Responsable de la science autochtone pour Services aux Autochtones Canada – Où est l'argent de la science autochtone [de ma nation]? Où est ma capacité? Comment se fait-il que personne n'intervienne dans le processus pour mon bénéfice? [...] Pourquoi les nations ne bénéficient-elles pas d'un financement pour un représentant correspondant à ces postes gouvernementaux? Il y a une disparité entre les ressources fournies au gouvernement et celles des nations. [...] À l'avenir, RCAANC doit trouver un moyen de disposer d'une enveloppe plus grande.

(Partenaire autochtone interrogé)

L'examen des documents et les entrevues avec des Autochtones montrent que le financement fourni par le programme n'aurait pas suivi le rythme de la demande, de l'inflation et de la croissance naturelle des organisations. La liste d'attente des communautés ou des groupes de communautés autochtones qui souhaitent avoir leur propre protocole de consultation et leur propre centre de ressources sur la consultation (voir la figure 6) illustre également que le financement n'a pas été à la hauteur de la demande. Comme le montre la figure 10, de 2015 à 2019, six (6) protocoles de consultation et cinq (5) centres de ressources sur la consultation ont été mis en œuvre. Depuis, seuls deux protocoles de consultation ont été ratifiés (en 2023), tandis que 26 protocoles et 11 centres de ressources ont été demandés et que sept (7) autres font l'objet d'une négociation.

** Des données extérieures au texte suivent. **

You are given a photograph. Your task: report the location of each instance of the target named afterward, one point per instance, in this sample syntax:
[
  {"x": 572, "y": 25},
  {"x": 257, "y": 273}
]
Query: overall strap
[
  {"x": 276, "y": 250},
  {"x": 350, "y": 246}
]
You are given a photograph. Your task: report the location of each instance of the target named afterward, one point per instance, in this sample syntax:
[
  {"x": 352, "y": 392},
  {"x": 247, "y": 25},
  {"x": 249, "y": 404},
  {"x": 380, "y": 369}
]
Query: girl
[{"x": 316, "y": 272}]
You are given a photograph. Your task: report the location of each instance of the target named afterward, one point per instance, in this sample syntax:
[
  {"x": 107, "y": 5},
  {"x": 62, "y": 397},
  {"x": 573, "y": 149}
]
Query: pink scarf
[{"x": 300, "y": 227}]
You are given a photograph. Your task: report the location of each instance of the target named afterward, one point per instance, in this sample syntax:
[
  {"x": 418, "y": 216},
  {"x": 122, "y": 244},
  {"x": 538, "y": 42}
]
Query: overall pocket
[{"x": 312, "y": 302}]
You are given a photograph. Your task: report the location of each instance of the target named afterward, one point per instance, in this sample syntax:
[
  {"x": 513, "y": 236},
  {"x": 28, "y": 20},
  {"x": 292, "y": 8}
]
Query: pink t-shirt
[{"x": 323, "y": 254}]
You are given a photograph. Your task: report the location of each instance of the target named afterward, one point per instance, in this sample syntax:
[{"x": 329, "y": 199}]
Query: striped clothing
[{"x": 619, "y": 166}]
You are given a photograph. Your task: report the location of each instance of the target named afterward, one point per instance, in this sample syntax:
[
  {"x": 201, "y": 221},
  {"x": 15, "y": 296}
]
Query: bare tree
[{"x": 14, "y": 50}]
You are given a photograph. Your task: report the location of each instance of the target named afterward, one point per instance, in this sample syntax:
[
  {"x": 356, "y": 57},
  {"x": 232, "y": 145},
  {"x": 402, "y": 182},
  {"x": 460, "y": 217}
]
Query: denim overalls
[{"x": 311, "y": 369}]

Figure 10. Calendrier des ajouts : Protocoles de consultation et centres de ressources
Ajouts au pool de protocoles de consultation et de centres de ressources de consultation entre 2015 et 2023
Équivalent textuel pour le graphique Figure 10. Calendrier des ajouts : Protocoles de consultation et centres de ressources

La figure illustre les ajouts annuels de protocoles de consultation et de centres de ressources entre 2015 et 2023 :

  • 2015 : 5 protocoles, 0 centre de ressources
  • 2016 : 5 protocoles, 1 centre
  • 2017 : 5 protocoles, 3 centres
  • 2018 : 8 protocoles, 5 centres
  • 2019 : 10 protocoles, 5 centres
  • 2020 : 10 protocoles, 5 centres
  • 2021 : 10 protocoles, 5 centres
  • 2022 : 10 protocoles, 5 centres
  • 2023 : 12 protocoles, 5 centres

4.5.1 Processus de mesure du rendement

Constatation 8 : Il est possible d'améliorer la collecte des données sur le rendement afin de mieux rendre compte de tout renforcement concret de la capacité de consulter des communautés autochtones ainsi que de l'impact positif des principales activités du programme.

La plupart des fonctionnaires fédéraux interrogés ont salué l'efficacité des activités internes. Cependant, peu de données sur le rendement ont été mises à la disposition de l'équipe d'évaluation pour corroborer ces affirmations. Outre le nombre de personnes formées, le programme n'avait pas de données à fournir sur le SIDAIT et la mesure dans laquelle le système contribuait à renforcer la capacité de consultation fédérale. Certaines données, collectées avant et après les formations sur l'obligation de consulter, ont été partagées avec l'équipe d'évaluation, mais leur analyse montre qu'elles n'ont pas été collectées de manière systématique et que rien ne prouve qu'elles ont été analysées et utilisées pour guider la prise de décision durant la période d'évaluation. Une personne interrogée s'est demandé pourquoi les demandes de renseignements émanant du guichet unique n'étaient pas utilisées pour identifier et cibler les enjeux les plus courants auxquels sont confrontés les fonctionnaires fédéraux en matière de consultation. L'examen du Profil d'information sur le rendement du programme corrobore l'interprétation selon laquelle la collecte et l'utilisation des données sur le rendement n'ont pas été suffisamment prises en compte au cours de la période d'évaluation. Sur les 12 indicateurs permettant de suivre les extrants et les résultats de 2021-2022, dix étaient signalés comme étant nouveaux, et les données de deux autres indicateurs étaient marquées comme étant non disponibles.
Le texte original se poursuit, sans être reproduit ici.